Miķelis Krogzemis (18 September 1850, Ungurpils – 6 February 1879, Saint Petersburg, Russia), better known by his pen name Auseklis was a Latvian poet who wrote in Latvian and prominent member of the Young Latvians movement.

== Biography ==
Miķelis Krogzemis was born in Sīpoli, Ungurpils to a peasant family. He attended parochial school in Aloja and later in Ērgļi. In Ērgļi, he met members of the Jurjāni family, who got him in touch with the Young Latvian movement. In 1868, he was admitted to the teachers' seminary in Valka under the leadership of Latvian composer Jānis Cimze. While in Valka, he studied European literature and philosophy of the Age of Enlightenment.

After graduating in 1871, Krogzemis begin his teaching career in Jaunpiebalga, but was soon forced to leave the school due to conflicts with the local pastor. He then taught briefly in Cēsis before moving to Lielvārde to teach. In Lielvārde, he became active in the local cultural life. He organised theater and choir, and in 1873, participated in the first Latvian song festival in Riga. However, due to these activities and his anticlerical poetry, he soon found himself in conflict with the local pastor and was forced to leave.

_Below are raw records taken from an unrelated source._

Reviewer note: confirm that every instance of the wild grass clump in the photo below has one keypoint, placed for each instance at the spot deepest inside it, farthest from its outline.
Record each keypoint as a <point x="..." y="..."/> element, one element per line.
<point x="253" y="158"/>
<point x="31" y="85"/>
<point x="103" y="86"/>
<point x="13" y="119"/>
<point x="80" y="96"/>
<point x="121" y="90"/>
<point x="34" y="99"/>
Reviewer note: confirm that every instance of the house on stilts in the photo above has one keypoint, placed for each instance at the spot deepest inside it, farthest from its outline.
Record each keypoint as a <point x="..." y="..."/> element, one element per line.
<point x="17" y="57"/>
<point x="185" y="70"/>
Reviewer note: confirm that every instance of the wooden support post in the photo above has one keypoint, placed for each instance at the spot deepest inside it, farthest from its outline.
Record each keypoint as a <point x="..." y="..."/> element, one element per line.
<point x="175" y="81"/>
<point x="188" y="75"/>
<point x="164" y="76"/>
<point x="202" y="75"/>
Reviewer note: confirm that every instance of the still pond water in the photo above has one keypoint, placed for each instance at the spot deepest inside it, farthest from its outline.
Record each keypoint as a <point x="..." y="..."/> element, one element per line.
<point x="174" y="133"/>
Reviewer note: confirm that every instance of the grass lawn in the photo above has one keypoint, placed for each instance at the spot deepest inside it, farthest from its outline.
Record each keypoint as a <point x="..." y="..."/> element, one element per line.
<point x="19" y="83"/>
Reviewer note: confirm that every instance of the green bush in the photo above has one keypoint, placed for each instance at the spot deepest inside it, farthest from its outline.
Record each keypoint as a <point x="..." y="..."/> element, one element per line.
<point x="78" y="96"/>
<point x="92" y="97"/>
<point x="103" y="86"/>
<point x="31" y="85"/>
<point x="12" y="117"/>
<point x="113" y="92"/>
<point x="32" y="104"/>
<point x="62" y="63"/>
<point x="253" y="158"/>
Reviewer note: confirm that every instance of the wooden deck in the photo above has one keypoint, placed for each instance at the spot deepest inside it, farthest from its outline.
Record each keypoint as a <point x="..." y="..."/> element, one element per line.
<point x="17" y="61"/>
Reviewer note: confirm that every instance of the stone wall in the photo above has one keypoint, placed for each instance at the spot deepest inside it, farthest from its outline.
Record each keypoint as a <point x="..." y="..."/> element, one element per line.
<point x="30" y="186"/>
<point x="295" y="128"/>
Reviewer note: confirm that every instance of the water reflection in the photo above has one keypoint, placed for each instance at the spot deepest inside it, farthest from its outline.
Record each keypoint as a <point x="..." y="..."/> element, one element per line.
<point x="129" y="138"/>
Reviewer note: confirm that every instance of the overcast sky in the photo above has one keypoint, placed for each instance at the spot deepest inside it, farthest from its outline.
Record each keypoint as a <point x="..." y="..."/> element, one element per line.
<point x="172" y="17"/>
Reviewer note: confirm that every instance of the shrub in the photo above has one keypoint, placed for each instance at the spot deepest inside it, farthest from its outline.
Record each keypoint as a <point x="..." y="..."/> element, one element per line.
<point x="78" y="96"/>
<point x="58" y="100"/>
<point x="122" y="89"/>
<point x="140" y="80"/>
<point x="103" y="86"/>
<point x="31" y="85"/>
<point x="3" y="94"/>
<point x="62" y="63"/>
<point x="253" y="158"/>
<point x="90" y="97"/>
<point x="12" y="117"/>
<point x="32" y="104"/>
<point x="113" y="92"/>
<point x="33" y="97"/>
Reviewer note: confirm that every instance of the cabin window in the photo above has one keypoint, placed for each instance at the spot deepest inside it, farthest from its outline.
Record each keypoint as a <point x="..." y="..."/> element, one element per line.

Krogzemis moved to Vecpiebalga where he lived and worked with Atis Kronvalds, but their collaboration proved unsuccessful. He subsequently moved to Riga to seek employment. In 1874, he left for St. Petersburg where he taught in several schools and wrote literature. In St. Petersburg, he became close friends with Latvian composer Baumaņu Kārlis and contributed to the satirical magazine Dunduri.

In 1879, Krogzemis became ill with typhus and died on February 6. His funeral ceremony in Aloja attracted national attention.

== Literature ==
Miķelis Krogzemis is better known by his pen name Auseklis. His first publication was in the newspaper Baltijas Vēstnesis in 1872. In his poetry, he richly used motives of folklore and became one of the leading voices of the First Latvian National Awakening in poetry. In his satirical poems, he stood against Baltic German landowners, germanisation and obscurantism.